La Commissione ammette “cifre inquietanti” sulla disoccupazione giovanile e si è prodigata di fare delle “raccomandazioni” a 19 paesi (consigliando “riforme”, dalla formazione al fisco, fino alla mobilità). Ma non c’è da aspettarsi molto dal Consiglio europeo di oggi e domani, visto che Angela Merkel organizza per il 3 luglio a Berlino una conferenza dei ministri del lavoro sulla lotta alla disoccupazione dei giovani, dove si è invitato François Hollande (mentre José Manuel Barroso, che ha un contenzioso aperto con Parigi ma anche con Berlino, ha dovuto insistere per farsi invitare). Per Merkel la lotta alla disoccupazione giovanile fuori dalla Germania fa parte della battaglia per migliorare l’immagine dei tedeschi in Europa, estremamente degradata, con Berlino messa sotto accusa per aver imposto un rigore che ha portato solo miseria. Per Hollande l’ “inversione della curva” della disoccupazione entro fine anno è ormai una questione di vita o di morte della sua presidenza. “La lotta contro la disoccupazione dei giovani costituisce la sfida sociale e politica più importante che abbiamo di fronte”, hanno scritto Merkel e Hollande in un testo comune pubblicato il 30 maggio scorso.

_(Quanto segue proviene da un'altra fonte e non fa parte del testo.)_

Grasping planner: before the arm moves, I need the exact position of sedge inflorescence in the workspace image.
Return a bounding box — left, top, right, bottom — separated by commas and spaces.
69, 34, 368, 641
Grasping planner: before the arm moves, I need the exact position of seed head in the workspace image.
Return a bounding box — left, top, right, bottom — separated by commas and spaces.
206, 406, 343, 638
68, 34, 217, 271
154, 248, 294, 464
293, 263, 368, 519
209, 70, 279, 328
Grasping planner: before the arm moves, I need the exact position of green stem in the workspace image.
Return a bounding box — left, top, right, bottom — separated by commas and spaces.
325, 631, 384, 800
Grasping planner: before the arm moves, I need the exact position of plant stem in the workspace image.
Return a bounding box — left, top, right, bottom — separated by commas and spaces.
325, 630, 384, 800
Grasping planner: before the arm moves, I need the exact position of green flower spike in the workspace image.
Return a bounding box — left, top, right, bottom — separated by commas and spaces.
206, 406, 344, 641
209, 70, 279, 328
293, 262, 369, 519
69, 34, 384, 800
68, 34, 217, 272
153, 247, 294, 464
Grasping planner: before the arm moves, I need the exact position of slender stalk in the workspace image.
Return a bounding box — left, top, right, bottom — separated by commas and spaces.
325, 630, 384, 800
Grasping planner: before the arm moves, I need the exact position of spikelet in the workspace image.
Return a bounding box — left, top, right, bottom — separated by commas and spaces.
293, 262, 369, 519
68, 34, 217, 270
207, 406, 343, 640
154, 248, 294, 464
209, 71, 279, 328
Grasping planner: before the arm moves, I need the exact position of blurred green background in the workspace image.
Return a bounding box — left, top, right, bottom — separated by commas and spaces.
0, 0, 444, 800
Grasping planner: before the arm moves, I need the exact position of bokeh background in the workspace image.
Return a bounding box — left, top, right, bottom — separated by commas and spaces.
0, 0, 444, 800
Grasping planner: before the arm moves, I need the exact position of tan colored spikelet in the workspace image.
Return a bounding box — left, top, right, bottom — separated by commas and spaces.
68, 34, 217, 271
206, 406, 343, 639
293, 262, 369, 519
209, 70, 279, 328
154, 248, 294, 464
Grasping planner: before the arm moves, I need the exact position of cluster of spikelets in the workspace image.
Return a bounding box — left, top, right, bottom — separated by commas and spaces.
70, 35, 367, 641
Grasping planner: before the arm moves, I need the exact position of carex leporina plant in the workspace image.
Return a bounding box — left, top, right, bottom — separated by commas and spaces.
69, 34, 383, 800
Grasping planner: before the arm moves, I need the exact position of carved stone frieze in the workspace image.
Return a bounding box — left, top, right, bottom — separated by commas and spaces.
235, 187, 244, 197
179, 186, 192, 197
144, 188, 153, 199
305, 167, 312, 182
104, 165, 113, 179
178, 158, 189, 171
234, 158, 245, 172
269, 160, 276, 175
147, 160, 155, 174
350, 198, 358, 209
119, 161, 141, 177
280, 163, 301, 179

Ma quando dalle dichiarazioni di principio si passa i fatti, la delusione è assicurata. 6 miliardi sono pochi, anche se concentrati su due anni. Dovranno servire per finanziare la “garanzia giovani”, la principale idea sul tappeto, già approvata dai 27 ministri degli affari sociali della Ue, ma non ancora tradotta in legge da nessuna parte, a parte Finlandia e Austria che l’hanno applicata con un certo successo: ogni giovane dovrà vedersi proporre, nell’arco di quattro mesi dalla fine degli studi o dalla perdita del lavoro, un’occupazione o un apprendistato o uno stage (possibilmente remunerato) oppure una formazione con proseguimento degli studi. La Commissione afferma che nella Ue ci sono 1,7 milioni di offerte di posti di lavoro che restano vacanti. Viene quindi proposto un approfondimento della formazione, per venire incontro ai bisogni delle aziende, ma anche della mobilità intra-europea (Berlino, per esempio, ha già concluso con la Spagna un accordo per l’accoglienza di 5mila giovani spagnoli, che avranno una formazione o un apprendistato o un lavoro in Germania). L’altro argomento del Consiglio europeo è facilitare i crediti bancari alla piccola e media impresa, che cosi’ potrà assumere dei giovani. Oggi le banche non vogliono più prendere rischi e chiudono il rubinetto dei prestiti. L’idea della Ue è di destinare alla piccola e media impresa gran parte dei 60 miliardi di capacità di crediti supplementari della Bei (rifinanziata con 10 miliardi un anno fa, che per l’effetto leva diventano 60). “Bisogna che la Bei acceleri le procedure di finanziamento e prenda maggiori rischi” dicono a Parigi, anche se la prudenza è d’obbligo, visto che la Bei, che ha un rating AAA, non puo’ rischiare di perdere il rango a causa di avventure sconsiderate, specialmente in paesi che hanno perso le 3 A.